It might be a good idea to examine that statement, for in the truest sense of human motivation, the fact is that despite all appearances to the contrary, the imagination and the will are never in conflict.

[... 4 paragraphs ...]

There is nothing “wrong” with poverty, or morally reprehensible. But people who write you, for example, saying “I want to make good money, but all my jobs are innocuous, or I have none,” are not facing the fact that for the time being, at least, they want poverty.

The imagination usually gives you a pretty good picture of what you really want. It usually escapes all of your attempts to cow it, to reason away its pictures. It is a mirror of your wants, and it is also the mirror of your will — for in it you see what you want to see, even if afterward you say that its pictures are unbidden, or against your conscious intent.

[... 1 paragraph ...]

(9:53.) All of my comments for Ruburt apply to the specific situation at the time they are given—an important point. Lately Ruburt decided, using his will, to walk to whatever degree possible. That desire was clear-cut. Immediately, without trying, at different times his imagination came up with different pictures to implement the desire—the table, the cupboard.

[... 1 paragraph ...]

Give us a moment.... Again, you have a joint reality, in all aspects. Apply what I said about wealth to health. The creative abilities are always released when the will and the imagination are together, in whatever area.

Your willingness to help Ruburt walk, your encouragement—these are all important, but the most important issue is the unity, in practical terms, of imagination and will, and the generation of creative ability in health terms, that can be sparked.

[... 1 paragraph ...]

It is in its way perfectly all right to be frightened of the world. (Almost with a laugh:) Under certain conditions it may be a mark of sanity—but it is highly self-defeating to put yourself in a position where you cannot go out into the world—or more importantly, where you cannot navigate as a creature.

[... 5 paragraphs ...]

(“Do you want to say something about the Voice?” In a rather funny confrontation, Seth and I stared at each other for a few moments. My question of course grew out of the first installment of the story about us and Seth that was published earlier this week in the Village Voice. Our feelings about it ranged all the way from ridicule to a grudging understanding that Jim Poett had worked hard on the piece. We think the pictures are especially bad, yet could see why the Voice had chosen the ones they did.
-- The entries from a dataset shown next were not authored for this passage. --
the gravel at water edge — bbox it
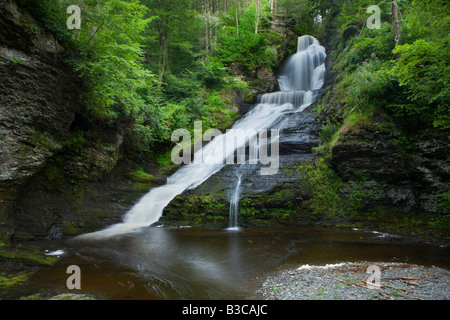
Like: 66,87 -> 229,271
257,262 -> 450,300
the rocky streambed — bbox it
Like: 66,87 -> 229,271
257,262 -> 450,300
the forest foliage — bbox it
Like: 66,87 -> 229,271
15,0 -> 450,151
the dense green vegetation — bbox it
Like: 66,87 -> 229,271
322,0 -> 450,132
20,0 -> 294,152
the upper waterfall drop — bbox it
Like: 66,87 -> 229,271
259,35 -> 327,111
74,36 -> 326,239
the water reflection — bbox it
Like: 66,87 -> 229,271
29,228 -> 450,299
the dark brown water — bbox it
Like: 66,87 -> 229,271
31,228 -> 450,300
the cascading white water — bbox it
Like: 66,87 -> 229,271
81,36 -> 326,239
227,172 -> 242,231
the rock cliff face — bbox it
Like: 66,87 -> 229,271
0,0 -> 80,240
331,117 -> 450,214
0,0 -> 153,242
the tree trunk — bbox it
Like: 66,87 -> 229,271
391,1 -> 402,58
158,34 -> 169,88
234,0 -> 240,38
255,0 -> 261,34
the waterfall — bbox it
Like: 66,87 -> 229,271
227,172 -> 242,231
81,36 -> 326,238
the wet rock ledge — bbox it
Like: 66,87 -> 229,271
257,262 -> 450,300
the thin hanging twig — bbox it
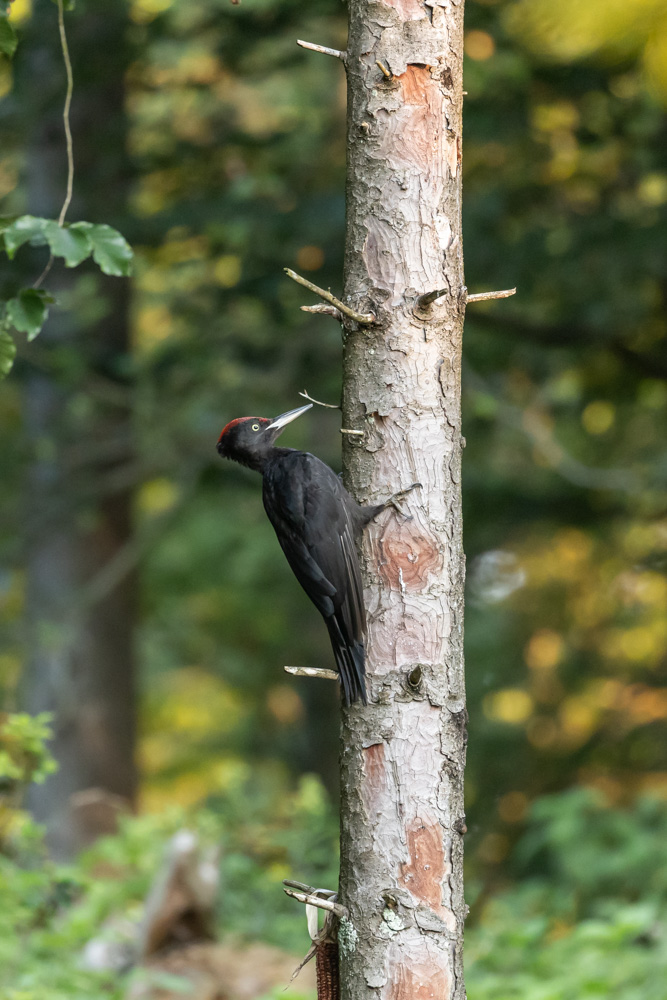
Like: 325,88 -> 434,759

(I suppose the two-part article marks the end of our involvement with the media, though this opinion may change. Not likely, though. We’re left feeling that it’s largely a waste of time, and fraught with a lack of understanding. It’s practically impossible, for example, to get free of the connotations of the worst elements of the whole field: the moment the subject comes up, we’re associated with all the history of mediumship in the most banal of terms. This fact is indicative of both Poett’s own inexperience, and the way association works generally. To have Jane’s work studied and respected for what it is, on its own, is evidently asking the impossible of most people. It appears that intuitively at least Jane has made the right decision, to concentrate upon the books; at least they offer something the way she wants it to be. Unfortunately, I suppose, this also means that we set ourselves outside the mainstream of activity in the field, and that our readership is likely to be pretty much confined to the “average” individual. The “authorities” aren’t going to pay any attention.)

[... 2 paragraphs ...]

(10:10.) Give us a moment.... The Voice has artistic pretensions. It is read by the “professional” nonconformists. To read it is a badge of individuality in the city. It is sardonic, coolly critical, hip, righteous for the underdog, and with all of this a carrier now and then for new ideas of format for initiators. It is intellectual, yet carries the underlaying thrust of emotional hope—the distorted voice of the beleaguered, weary, ironic idealists.

This means of course that deeply felt hope must be sardonically examined, that deeply buried faith must be stated with parried thrusts, and to that extent the paper speaks for a concentrated portion of your population so that our Jim Poett, who is a poet at heart, must appear in the slightly worn cloak of the skeptic. He must show that for all of his youth he is world-weary, not easily taken in, that he is objective—and only then can he allow his creative abilities to flow.

But he must dress his dreams in fashionable cynicism, while all the time trying to hold them safely clear, and gracefully allow some faith, some hope, to show in an uncontested manner.